Mikolajczyk and colleagues developed a novel, non-elective, inpatient hepatology consult rotation that included elements from ACT-First curricula and LiverLearning modules.

Every 2 weeks a new resident now rotates through the hepatology rotation, Mikolajczyk said.

To determine the effectiveness of this intervention, Mikolajczyk and colleagues administered an anonymous survey to postgraduate year 2 and 3 internal medicine residents both before and after their 2-week rotation to assess knowledge and comfort with managing chronic liver disease.

“We essentially showed … that residents felt significantly more comfortable caring for a wide variety of liver disease, and their knowledge improved following completion of the rotation,” Mikolajczyk said.

Among the 18 residents who completed the rotation so far, mean comfort level in managing cirrhosis (P = .0006), hepatitis B (P = .0092), hepatitis C (P = .002), NASH (P = .0012), and liver transplant care (P = .0002) significantly increased compared to other topics not encountered on the rotation. There was also increased career interest in hepatology (P = .0736) and improved self-perceived knowledge in most core topics. The mean proportion of correct answers on the pre-test was 52% compared with 70% on the post-test (P = .0243), and for questions that appeared on both tests, a correct answer was given 79% of the time after the intervention.

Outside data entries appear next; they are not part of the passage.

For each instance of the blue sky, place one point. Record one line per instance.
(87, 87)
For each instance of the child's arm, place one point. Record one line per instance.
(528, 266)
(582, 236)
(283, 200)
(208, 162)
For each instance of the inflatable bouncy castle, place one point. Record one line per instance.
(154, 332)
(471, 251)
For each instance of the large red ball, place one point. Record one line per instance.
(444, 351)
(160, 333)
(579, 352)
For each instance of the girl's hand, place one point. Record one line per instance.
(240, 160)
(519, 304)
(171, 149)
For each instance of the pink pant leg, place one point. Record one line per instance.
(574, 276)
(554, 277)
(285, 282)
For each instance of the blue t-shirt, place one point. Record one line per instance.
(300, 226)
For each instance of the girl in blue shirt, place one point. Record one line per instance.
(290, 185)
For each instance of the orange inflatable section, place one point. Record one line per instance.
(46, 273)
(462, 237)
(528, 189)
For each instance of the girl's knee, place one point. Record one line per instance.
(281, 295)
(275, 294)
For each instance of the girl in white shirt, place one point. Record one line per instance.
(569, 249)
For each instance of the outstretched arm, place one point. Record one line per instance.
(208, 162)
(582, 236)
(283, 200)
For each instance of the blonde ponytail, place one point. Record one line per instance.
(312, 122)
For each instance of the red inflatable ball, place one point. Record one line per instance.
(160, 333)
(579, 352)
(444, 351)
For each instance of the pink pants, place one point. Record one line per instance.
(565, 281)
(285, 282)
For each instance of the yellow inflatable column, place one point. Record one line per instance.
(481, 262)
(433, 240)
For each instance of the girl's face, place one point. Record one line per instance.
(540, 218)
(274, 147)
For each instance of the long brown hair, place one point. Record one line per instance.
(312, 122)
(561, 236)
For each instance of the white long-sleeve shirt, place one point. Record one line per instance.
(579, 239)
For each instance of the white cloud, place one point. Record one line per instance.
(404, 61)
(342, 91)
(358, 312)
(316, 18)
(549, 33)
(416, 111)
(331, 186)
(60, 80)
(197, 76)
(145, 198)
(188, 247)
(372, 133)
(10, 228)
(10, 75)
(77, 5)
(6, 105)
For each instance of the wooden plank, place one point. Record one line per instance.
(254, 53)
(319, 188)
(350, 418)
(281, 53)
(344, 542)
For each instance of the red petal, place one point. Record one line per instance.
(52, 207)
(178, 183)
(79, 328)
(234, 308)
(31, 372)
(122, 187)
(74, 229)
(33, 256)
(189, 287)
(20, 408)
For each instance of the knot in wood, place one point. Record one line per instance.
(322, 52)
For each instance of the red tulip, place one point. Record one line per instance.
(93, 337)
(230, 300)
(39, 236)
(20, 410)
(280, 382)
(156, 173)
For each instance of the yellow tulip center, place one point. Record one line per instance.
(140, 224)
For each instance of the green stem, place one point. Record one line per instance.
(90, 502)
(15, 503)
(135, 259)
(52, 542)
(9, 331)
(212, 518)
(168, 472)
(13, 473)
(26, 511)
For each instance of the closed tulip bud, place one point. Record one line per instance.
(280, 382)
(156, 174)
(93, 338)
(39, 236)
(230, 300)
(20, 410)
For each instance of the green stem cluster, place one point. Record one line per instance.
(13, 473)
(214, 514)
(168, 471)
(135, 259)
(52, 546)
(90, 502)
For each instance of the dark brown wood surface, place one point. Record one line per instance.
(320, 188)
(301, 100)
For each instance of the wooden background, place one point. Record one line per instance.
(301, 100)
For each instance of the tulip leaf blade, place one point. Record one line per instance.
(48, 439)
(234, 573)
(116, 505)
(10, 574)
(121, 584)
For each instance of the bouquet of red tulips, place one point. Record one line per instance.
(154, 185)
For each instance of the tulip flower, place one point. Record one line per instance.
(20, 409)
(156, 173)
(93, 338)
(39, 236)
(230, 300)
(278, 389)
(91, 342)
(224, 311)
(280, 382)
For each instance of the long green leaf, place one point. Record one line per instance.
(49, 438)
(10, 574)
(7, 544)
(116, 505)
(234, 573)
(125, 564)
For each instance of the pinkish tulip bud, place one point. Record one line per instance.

“We are the only program in the top 25 that has this type of model,” which is a unique and novel way of approaching education in hepatology, Mikolajczyk said. – by Adam Leitenberger

Reference: 

Mikolajczyk AE, et al. Abstract 544. Presented at: The Liver Meeting; Nov. 13-17, 2015; San Francisco.

Disclosures: Mikolajczyk reports no relevant financial disclosures. Please see the abstract for a full list of all other researchers’ relevant financial disclosures.